Friday, May 25, 2012

Forts of Arabia

This is the 3rd card sent by Claus and it is from Oman. The 1st picture shows the Bat Tombs at Ibry and the 2nd the Mausoleum of Bibi Maryam at Qalhat.

Carlton Cards
The protohistoric site of Bat lies near a palm grove in the interior of the Sultanate of Oman. The zone encompassing the settlement and necropolises of Bat is the most complete and best-known site of the 3rd millennium BC. In a restricted, coherent space, the necropolis of Bat bears characteristic and unique witness to the evolution of funeral practices during the first Bronze Age in the Oman peninsula. - in:
Together with the neighbouring sites of Al-Khutm and Al-Ayn, it forms one of the Oman Unesco sites, on the World Heritage List since 1988.

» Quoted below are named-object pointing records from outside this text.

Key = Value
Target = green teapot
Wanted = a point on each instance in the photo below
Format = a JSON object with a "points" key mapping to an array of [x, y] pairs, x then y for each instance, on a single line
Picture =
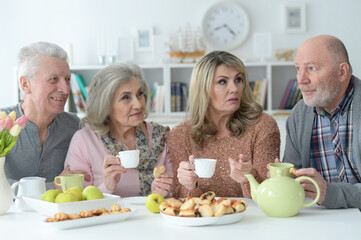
{"points": [[280, 196]]}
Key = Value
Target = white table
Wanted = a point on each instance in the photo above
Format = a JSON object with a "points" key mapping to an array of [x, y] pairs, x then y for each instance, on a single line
{"points": [[311, 223]]}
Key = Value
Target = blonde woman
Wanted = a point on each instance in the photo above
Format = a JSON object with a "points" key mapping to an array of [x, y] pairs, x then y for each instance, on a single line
{"points": [[225, 123]]}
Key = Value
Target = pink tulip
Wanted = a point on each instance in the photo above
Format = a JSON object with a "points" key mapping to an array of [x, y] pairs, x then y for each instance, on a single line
{"points": [[9, 122], [2, 124], [3, 115], [22, 121], [15, 130], [12, 115]]}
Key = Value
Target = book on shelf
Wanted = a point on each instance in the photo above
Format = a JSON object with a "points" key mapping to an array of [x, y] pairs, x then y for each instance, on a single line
{"points": [[292, 95], [179, 96], [259, 89], [78, 97], [157, 98]]}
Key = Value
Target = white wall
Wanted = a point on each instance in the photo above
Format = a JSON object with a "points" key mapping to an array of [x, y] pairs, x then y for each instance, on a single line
{"points": [[80, 22]]}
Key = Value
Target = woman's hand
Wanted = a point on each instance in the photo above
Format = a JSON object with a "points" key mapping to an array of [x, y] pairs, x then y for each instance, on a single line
{"points": [[163, 184], [112, 171], [240, 168], [186, 175]]}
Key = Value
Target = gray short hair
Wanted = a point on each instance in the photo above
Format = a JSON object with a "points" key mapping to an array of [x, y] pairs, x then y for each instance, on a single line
{"points": [[30, 56], [102, 90]]}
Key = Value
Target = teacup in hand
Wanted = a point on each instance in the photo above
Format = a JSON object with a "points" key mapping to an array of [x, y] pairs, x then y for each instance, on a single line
{"points": [[129, 159], [205, 167], [67, 181], [283, 168]]}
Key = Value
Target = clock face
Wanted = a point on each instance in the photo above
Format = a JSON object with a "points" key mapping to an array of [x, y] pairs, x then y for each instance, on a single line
{"points": [[225, 25]]}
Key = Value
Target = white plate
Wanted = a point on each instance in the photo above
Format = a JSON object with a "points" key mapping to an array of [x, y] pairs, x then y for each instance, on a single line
{"points": [[135, 200], [202, 221], [49, 208], [85, 222]]}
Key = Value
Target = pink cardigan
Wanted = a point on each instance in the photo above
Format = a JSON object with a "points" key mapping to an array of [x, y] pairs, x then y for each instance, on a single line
{"points": [[86, 152]]}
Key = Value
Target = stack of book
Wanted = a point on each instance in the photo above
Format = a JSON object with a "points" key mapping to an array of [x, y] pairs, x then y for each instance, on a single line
{"points": [[78, 91], [292, 95], [259, 89], [179, 96]]}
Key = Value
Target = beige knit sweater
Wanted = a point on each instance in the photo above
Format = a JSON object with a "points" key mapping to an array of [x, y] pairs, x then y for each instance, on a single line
{"points": [[260, 142]]}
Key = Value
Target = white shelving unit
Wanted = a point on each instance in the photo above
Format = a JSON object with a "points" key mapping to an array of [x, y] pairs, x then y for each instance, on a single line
{"points": [[277, 73]]}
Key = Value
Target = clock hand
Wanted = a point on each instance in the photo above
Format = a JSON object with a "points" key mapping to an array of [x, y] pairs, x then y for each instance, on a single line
{"points": [[230, 30], [219, 27]]}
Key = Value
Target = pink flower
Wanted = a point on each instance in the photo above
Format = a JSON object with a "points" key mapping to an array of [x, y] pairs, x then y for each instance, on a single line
{"points": [[15, 130], [3, 115], [2, 124], [9, 122], [12, 115], [22, 121]]}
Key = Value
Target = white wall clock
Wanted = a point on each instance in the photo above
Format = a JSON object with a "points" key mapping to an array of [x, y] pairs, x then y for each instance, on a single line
{"points": [[225, 25]]}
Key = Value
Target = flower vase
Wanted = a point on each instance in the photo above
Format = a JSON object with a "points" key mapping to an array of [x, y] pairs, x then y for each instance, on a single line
{"points": [[6, 196]]}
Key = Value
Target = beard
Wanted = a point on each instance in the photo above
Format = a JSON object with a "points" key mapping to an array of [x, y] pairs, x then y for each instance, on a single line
{"points": [[326, 93]]}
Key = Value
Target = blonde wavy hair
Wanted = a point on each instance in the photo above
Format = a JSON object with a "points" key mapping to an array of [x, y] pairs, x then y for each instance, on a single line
{"points": [[200, 92], [102, 90]]}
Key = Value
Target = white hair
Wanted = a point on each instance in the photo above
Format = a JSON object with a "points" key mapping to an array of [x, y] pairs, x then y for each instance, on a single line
{"points": [[30, 56]]}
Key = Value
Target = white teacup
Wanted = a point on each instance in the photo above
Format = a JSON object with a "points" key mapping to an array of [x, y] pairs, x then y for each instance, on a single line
{"points": [[129, 158], [27, 186], [205, 167]]}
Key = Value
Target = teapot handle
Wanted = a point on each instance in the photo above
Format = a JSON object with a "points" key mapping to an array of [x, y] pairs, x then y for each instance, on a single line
{"points": [[13, 189], [299, 179]]}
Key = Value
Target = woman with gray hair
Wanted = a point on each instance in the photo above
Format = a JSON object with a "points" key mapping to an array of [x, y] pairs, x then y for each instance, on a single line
{"points": [[225, 123], [114, 122], [44, 80]]}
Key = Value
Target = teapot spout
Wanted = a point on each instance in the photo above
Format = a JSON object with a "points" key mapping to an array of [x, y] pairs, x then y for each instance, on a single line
{"points": [[254, 186]]}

In the 14th and 15th centuries, the most important city in the Arab Gulf was Hormuz. Between 1300 and 1507 Hormuz controlled many of the towns lying on the Arabian coast, including : Qalhat.
Every year many ships sailed from Hormuz and Qalhat to India with cargoes of horses, dates, pearls and salt. They returned from India with cloth, metalwork, spices and rice, which were then used in trade with people in Persia and other parts of Arabia. Some spices were also transported to Europe. Hormuz and Qalhat became very rich through trading. in:
 Reputedly devistated by an earthquake in the late 14th century and sacked by the Portuguese in 1508, the city was eventually superceded as the main port on the Omani seaboard by Muscat. By the end of the 16th century, Qalhat was an abandoned ruinfield. The only major edifice still standing at the site today is the so-called 'Mausoleum of Bibi Maryam.' Apparently dating from the early 14th century, this elegant structure incorporates features of both mausoleum and mosque and may be "one of the most beautiful mosques" described by Ibn Battuta, who visited Qalhat twicw, around the year 1320 and again in 1347. in:
Qalhat was added to the UNESCO World Heritage Tentative List on July 4, 1988.